Review Summary: Weller shows the kids (and adults) were it's at.1 of 1 thought this review was well written"A kick in the balls, that's entertainment"
, Paul Weller sang in 1980. By that time, The Jam had evolved into one of Britain's finest bands. But their 1977 debut at times feels just like that: a kick in the balls. It's aggressive, fast and smart all at the same time, and this can easily be credited to the masterful songwriting skills of Weller. At the age of 18, he urged young people across the nation to stand up for their beliefs (this came out amidst the heights of the punk movement, mind you), calling for a revolution of sorts. However, whereas the Sex Pistols preached "No Future" and spitted on everything that came before them, The Jam honored their idols in their music. Instead of calling out for anarchy, they just wanted the adults to take them seriously. And a lot of frustrated young people followed Weller and his gang.
All this is already evident in the opening track Art School
. "Who makes the rules that make people select/Who is to judge that your ways are correct/The media as watchdog is absolute ***/The TV telling you what to think"
, sings Weller, saying the future belongs to the youth and that they don't have to succumb to the idiotic visions of the older generation or the media. Accompanying the lyrics is a refined form of punk riffs. Instead of just playing the same chord for 3 minutes straight, the music takes cues from garage bands such as The Kinks and shifting tempos in the riffs are quite common. This results in an accentuation on each separate note played, making the end result more powerful and urgent.

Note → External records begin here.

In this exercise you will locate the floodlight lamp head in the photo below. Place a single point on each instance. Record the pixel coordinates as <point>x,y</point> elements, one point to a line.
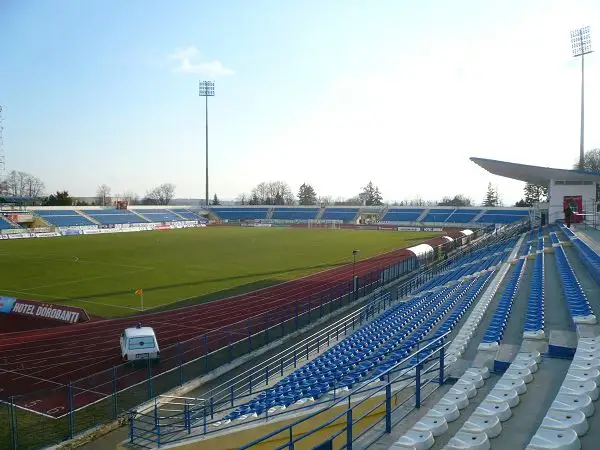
<point>581,41</point>
<point>206,88</point>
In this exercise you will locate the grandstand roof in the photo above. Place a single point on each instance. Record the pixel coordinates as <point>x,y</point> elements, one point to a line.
<point>534,174</point>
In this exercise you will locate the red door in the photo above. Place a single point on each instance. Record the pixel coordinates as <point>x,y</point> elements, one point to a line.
<point>576,204</point>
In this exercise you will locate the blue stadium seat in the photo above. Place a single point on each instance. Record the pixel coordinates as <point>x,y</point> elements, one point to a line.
<point>402,214</point>
<point>461,215</point>
<point>159,215</point>
<point>295,213</point>
<point>577,303</point>
<point>63,218</point>
<point>379,345</point>
<point>227,213</point>
<point>534,320</point>
<point>495,330</point>
<point>344,214</point>
<point>5,224</point>
<point>437,215</point>
<point>185,213</point>
<point>114,216</point>
<point>503,216</point>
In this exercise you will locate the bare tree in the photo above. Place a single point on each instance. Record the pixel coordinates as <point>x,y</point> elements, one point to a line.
<point>160,195</point>
<point>131,197</point>
<point>103,195</point>
<point>23,184</point>
<point>272,193</point>
<point>325,201</point>
<point>242,199</point>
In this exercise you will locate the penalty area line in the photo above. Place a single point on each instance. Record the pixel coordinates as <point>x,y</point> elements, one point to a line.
<point>71,300</point>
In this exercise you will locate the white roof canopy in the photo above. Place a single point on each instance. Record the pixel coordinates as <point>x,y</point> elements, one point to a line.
<point>534,174</point>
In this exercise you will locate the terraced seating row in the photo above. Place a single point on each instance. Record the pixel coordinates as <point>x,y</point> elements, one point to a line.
<point>5,224</point>
<point>567,418</point>
<point>435,422</point>
<point>495,330</point>
<point>455,316</point>
<point>185,213</point>
<point>485,422</point>
<point>339,214</point>
<point>469,264</point>
<point>589,257</point>
<point>159,215</point>
<point>554,239</point>
<point>64,218</point>
<point>347,362</point>
<point>577,303</point>
<point>534,320</point>
<point>370,351</point>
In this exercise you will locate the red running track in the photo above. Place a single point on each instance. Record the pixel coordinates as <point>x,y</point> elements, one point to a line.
<point>45,361</point>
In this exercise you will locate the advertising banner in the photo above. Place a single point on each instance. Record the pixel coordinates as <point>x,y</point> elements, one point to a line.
<point>409,229</point>
<point>13,231</point>
<point>78,228</point>
<point>60,313</point>
<point>19,236</point>
<point>42,230</point>
<point>6,304</point>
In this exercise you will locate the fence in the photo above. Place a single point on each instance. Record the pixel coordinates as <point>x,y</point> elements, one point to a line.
<point>187,416</point>
<point>94,400</point>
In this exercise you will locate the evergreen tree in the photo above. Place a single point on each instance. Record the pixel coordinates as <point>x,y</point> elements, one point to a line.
<point>535,194</point>
<point>307,195</point>
<point>491,197</point>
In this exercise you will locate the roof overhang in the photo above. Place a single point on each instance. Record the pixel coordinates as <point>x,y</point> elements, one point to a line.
<point>534,174</point>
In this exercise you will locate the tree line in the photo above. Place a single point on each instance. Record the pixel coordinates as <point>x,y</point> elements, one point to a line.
<point>23,184</point>
<point>27,186</point>
<point>280,193</point>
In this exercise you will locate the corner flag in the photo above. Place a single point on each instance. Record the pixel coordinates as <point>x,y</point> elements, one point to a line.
<point>140,293</point>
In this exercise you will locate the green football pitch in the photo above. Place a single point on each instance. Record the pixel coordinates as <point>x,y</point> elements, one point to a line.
<point>101,272</point>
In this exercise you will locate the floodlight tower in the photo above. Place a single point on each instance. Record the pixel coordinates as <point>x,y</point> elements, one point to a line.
<point>581,45</point>
<point>206,89</point>
<point>2,161</point>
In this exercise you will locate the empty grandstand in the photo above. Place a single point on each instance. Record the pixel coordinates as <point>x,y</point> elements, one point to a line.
<point>64,217</point>
<point>6,224</point>
<point>502,326</point>
<point>114,216</point>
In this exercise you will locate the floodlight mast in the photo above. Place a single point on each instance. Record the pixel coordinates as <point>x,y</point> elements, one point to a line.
<point>206,89</point>
<point>581,45</point>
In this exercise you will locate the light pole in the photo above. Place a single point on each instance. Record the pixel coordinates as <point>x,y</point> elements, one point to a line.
<point>581,44</point>
<point>354,253</point>
<point>206,89</point>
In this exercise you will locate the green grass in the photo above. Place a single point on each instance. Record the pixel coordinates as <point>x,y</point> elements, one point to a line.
<point>101,272</point>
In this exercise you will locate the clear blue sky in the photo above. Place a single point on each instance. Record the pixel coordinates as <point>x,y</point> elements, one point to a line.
<point>331,92</point>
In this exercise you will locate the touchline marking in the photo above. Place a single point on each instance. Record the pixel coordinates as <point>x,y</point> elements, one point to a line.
<point>69,259</point>
<point>82,280</point>
<point>71,300</point>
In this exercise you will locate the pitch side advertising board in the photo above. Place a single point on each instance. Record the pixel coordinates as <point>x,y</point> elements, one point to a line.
<point>60,313</point>
<point>6,304</point>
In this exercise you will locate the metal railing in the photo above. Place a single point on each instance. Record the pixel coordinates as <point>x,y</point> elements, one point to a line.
<point>158,427</point>
<point>121,388</point>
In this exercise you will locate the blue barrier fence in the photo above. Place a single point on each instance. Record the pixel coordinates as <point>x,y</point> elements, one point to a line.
<point>117,390</point>
<point>157,427</point>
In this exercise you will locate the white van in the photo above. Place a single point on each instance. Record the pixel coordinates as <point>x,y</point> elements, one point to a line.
<point>139,343</point>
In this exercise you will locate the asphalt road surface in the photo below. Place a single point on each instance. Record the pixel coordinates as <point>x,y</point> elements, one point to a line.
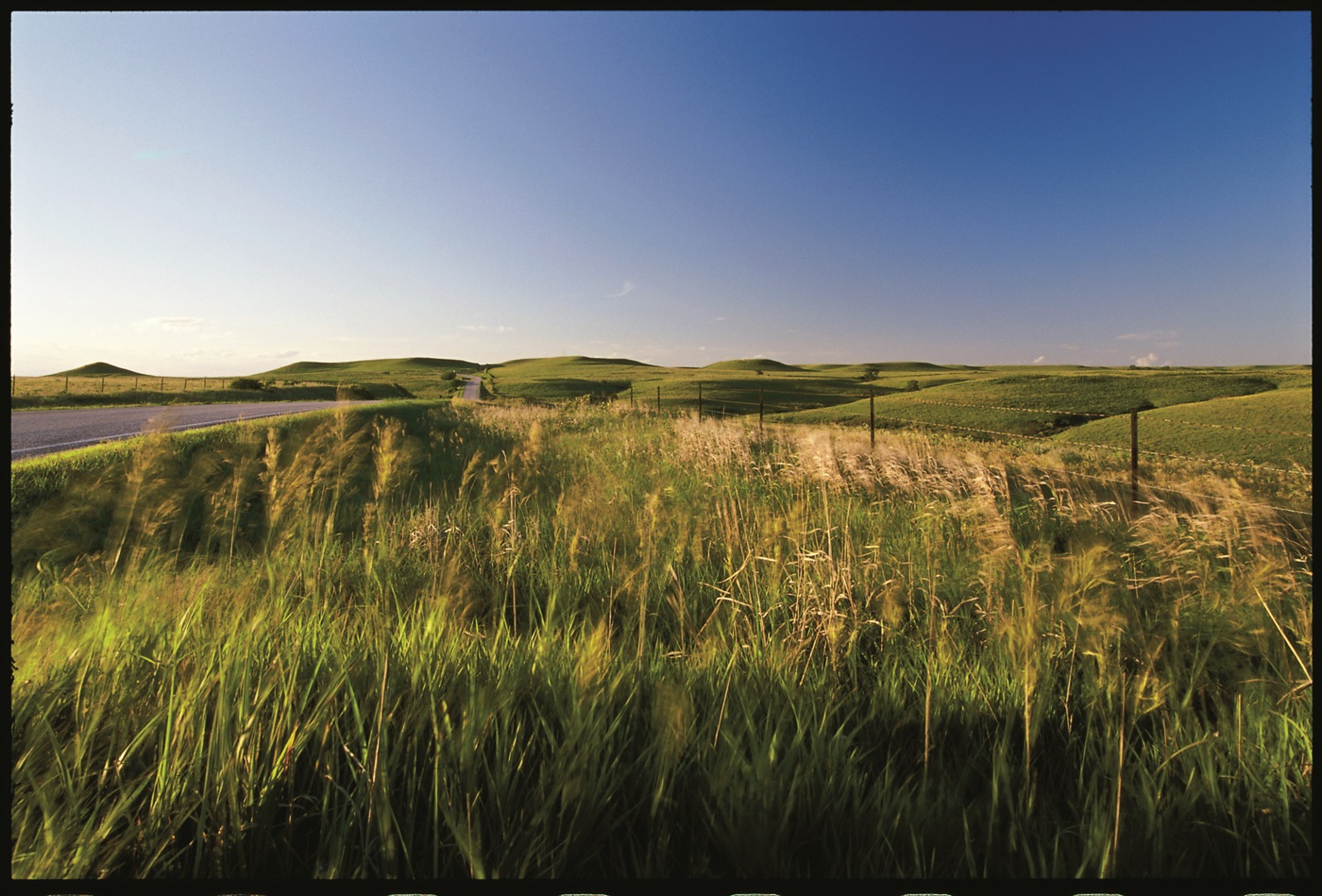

As stated before, The Jam didn't want to spit on their musical idols. Apart from the influences of 60's garage and mod bands, the debut also includes two covers. Batman Theme
is pretty straightforward, modeled after the The Who version. It still rocks, though and is a great conclusion of the first half of the record. The reworking of Slow Down
, originally by rock 'n' roll/ R&B artist Larry Williams, however is impressive in how it transforms the mellow original into a blazing punk anthem, and as such, it's one of the album highlights.
As a resting point between the fast riffage, we have Away From The Numbers
and Sounds From The Street
. The subdued tempo lets the lyrics of Weller shine, when he reminisces about being proud of who he is and where he comes from. "That's more than you, at least I'm doing something"
, he yells at the end of the latter song, and the kids are listening.
With In The City, The Jam have recorded a real punk/mod masterpiece. Many of the lyrics are still relevant today, which is proof of the writing skills of Weller, who - even to this day - still can write a decent tune. A kick in the balls, that's entertainment, but not quite as entertaining as this wonderful debut.